In our case study, the presumptive diagnosis of ES was based on an initial biopsy consistent with small round cell tumor appearance and positivity for CD99, two findings which support diagnosis of both ES and SS.1,14 The initial biopsy lacked the characteristic ES translocation, but the post-excision analysis did identify the SS18 rearrangement (1811.1) which is characteristic for SS. This resulted in the reclassification of the mass to a monophasic SS tumor. As such, the molecular analysis finding of SYT gene rearrangements supports the use of this technique for precise definitive tissue diagnosis of SS.18 It should be noted that an alternative explanation to our findings is that this was a biphasic tumor which had features of ES and SS. The chemotherapy successfully treated the ES element, and the SS element was cured by surgical resection.

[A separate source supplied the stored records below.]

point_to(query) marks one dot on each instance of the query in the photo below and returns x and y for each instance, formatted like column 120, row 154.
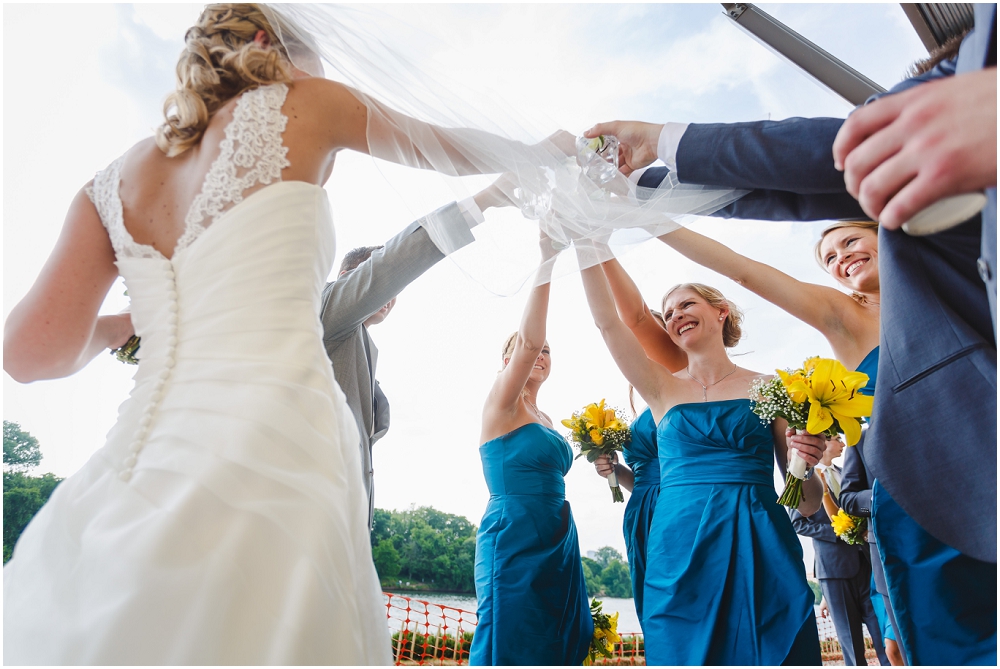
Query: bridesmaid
column 931, row 585
column 640, row 474
column 729, row 584
column 532, row 598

In the past, more focused FISH testing had been used to specifically rule out certain translocations; however, with the advent of more widespread molecular testing techniques, multiple fusions can now be detected with modalities such as NGS fusion testing. These multi-fusion tests were not available at the time of this case’s presentation or diagnosis. These multi-gene fusion testing panels will play a major role to help further classify a tumor and test it for multiple different fusions in the list of differential diagnoses.19

To the best of the authors’ knowledge, this is the first reported case in which SS was successfully treated with standard ES chemotherapy regimen COG AEWS1030, Regimen A. This case supports the effectiveness of chemotherapy as part of the treatment regimen for SS in adult patients, as evidenced by the marked decrease in tumor size post-chemo and post-surgical excision, the negative remaining soft tissue bed, and the negative bony margins. Our patient presented one year later without recurrence. With the one year follow-up and documented lack of recurrence, the successful response to Regimen A as a part of treatment for this patient warrants further investigation into the routine incorporation of chemotherapy as an adjuvant arm to treatment in adult SS tumors.

Ethics Statement

Institutional approval was not required to publish the case details.

Patient Consent Statement

Written informed consent for publication or their details was obtained from the patient.

Disclosure

Dr Fazel Khan has patent pending to Navisect but no relationship or relevance to current manuscript at all. The authors report no other conflicts of interest in this work.